The altitude of a cone is 20 cm and its semi-vertical angle is \(30^\circ\). If the semi-vertical angle is increasing at the rate of \(2^\circ\) per second, then the radius of the base is increasing at the rate of:

• A. 30 cm/sec
• B. \(\frac{160}{3}\) cm/sec
• C. 10 cm/sec
• D. 160 cm/sec

Hint:

When dealing with rates of change of geometrical quantities, ensure that you use the correct trigonometric relations and convert angular velocity to radians if necessary.

Answer 1

The Correct Option is B

Step 1: Let \(\theta\) be the semi-vertical angle and \(r\) be the radius of the cone at time \(t\).
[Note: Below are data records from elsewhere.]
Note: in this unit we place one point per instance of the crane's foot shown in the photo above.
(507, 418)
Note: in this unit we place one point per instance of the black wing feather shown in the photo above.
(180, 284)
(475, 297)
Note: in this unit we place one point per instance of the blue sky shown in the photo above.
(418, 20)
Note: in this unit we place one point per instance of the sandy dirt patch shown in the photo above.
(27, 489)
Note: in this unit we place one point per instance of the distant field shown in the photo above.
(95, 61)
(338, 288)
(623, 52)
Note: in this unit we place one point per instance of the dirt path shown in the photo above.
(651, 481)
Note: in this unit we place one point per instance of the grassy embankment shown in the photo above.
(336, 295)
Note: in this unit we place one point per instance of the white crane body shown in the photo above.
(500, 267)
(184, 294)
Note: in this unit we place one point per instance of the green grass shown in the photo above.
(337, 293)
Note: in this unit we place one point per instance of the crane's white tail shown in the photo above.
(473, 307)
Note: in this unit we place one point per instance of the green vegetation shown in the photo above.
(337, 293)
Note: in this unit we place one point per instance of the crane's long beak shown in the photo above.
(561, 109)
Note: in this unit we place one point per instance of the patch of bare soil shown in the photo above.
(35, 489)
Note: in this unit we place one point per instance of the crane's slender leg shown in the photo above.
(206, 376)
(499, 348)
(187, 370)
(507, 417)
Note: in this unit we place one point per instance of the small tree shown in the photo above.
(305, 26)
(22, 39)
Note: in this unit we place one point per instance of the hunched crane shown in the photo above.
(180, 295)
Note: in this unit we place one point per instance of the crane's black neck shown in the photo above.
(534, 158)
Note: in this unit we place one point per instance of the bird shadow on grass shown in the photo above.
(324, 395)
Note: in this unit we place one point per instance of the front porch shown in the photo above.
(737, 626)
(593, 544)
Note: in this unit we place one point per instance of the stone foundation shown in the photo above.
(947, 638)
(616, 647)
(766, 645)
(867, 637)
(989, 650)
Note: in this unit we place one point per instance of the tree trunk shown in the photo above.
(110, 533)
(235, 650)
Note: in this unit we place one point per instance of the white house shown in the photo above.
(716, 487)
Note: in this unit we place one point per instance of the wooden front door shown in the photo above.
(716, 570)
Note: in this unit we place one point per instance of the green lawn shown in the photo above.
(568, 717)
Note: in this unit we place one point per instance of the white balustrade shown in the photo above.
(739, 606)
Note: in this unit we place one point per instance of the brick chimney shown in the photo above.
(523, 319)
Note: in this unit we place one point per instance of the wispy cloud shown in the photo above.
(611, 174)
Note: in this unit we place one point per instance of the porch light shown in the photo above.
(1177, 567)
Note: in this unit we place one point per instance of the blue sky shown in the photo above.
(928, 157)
The relationship between \(r\) and \(\theta\) is: \[ r = 20 \tan \theta \] Step 2: Differentiate with respect to time \(t\): \[ \frac{dr}{dt} = 20 \sec^2 \theta \cdot \frac{d\theta}{dt} \] Given that \(\frac{d\theta}{dt} = 2^\circ = \frac{\pi}{90} \, {radians/sec}\) and \(\theta = 30^\circ\), we find: \[ \frac{dr}{dt} = 20 \sec^2 30^\circ \times \frac{\pi}{90} = 20 \times \left(\frac{4}{3}\right) \times \frac{\pi}{90} = \frac{160}{3} \, {cm/sec} \] Therefore, the radius is increasing at the rate of \(\frac{160}{3}\) cm/sec.